The radical anarchist groups saw revolution as a military problem, a question of force. Only a spark was necessary to start the revolutionary conflagration – a conception of revolution, of course, familiar in later guerrilla-based movements. As Ealham puts it, ‘The radicals substituted their own violence for mass union struggles’ (p. 131). Thus only about 50 militants took the decision of the CNT National Defence Committee to launch the abortive armed insurrection of January 1933, and they began it on a Sunday, indicative of the lack of importance given to mass mobilisation in the workplace. Despite the myths about anarchist assembly-based democracy, the influential 200 or so activists who were the mainstay of anarchist insurrectionism were ‘relatively aloof from the bulk of the working class’ and rather contemptuous of formal union structures.
Along with the elitism of the radical groups went a short-sighted rejection of politics by the majority of anarchists. This apoliticism meant in practice unstinting hostility to the workers’ parties, but an ambivalent attitude towards certain petty bourgeois leaders, such as Companys.
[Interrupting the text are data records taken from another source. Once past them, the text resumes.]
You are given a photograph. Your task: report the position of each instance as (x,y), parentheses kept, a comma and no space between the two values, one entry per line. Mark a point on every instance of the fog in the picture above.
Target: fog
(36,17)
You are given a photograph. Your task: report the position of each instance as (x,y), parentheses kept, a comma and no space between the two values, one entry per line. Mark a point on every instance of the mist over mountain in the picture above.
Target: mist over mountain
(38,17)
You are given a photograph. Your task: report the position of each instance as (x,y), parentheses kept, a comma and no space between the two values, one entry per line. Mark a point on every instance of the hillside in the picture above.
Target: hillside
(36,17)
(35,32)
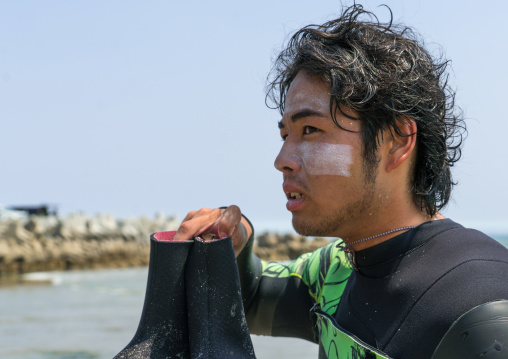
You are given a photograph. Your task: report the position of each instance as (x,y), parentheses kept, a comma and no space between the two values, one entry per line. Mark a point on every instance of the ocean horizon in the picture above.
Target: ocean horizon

So while most anarchists rejected any collaboration with the anti-fascist and decidedly class-based Workers Alliance, they effectively supported the Popular Front in the 1936 elections in order to secure the release of their prisoners and the restoration of legality for their unions. The same combination of sectarianism and political naivety led the CNT leadership to refuse to contemplate the creation of a new revolutionary state when civil war erupted and not to differentiate between the politics of the POUM and the counter-revolutionary politics of Stalinism. The majority of anarchist cadre accepted collaboration with the remains of the Republican state.
By centring on the relationship between anarchism and the poorest working class communities, Ealham appears to point to community rather than workplace as the basis of anarchist strength. However, the real substance of his analysis takes us beyond what at first sight appears to be an ‘autonomist’ understanding of class and social transformation. The primacy of the CNT’s powerful workplace organisation contrasted with the limitations of creating ‘liberated spaces’, in this case the working class community. The ‘men of order’ certainly regarded the organised trade union movement as the biggest threat, and police raids into poor districts were ‘directed heavily at union offices’. ‘The factory remained the key organising force’ in many working class neighbourhoods, Ealham points out. The failure of anarchist activists to generalise from this reality was at the centre of their eventual defeat. They were ‘largely concerned with power at street level and not with the creation of new structures’ (p. 179).
Power had to be taken, not ‘ignored’ as many anarchists, in effect, did in 1936. The consequence of this was both the eventual destruction of the world’s most important anarchist movement and the defeat of the Spanish Revolution itself.
The only problem with this book, and no fault of the author, is its price. It deserves a far wider audience than just academia, so we must hope that a cheaper edition will be forthcoming in the not too distant future. For Spanish readers a more accessible edition will be published by Alianza Editorial in April 2005.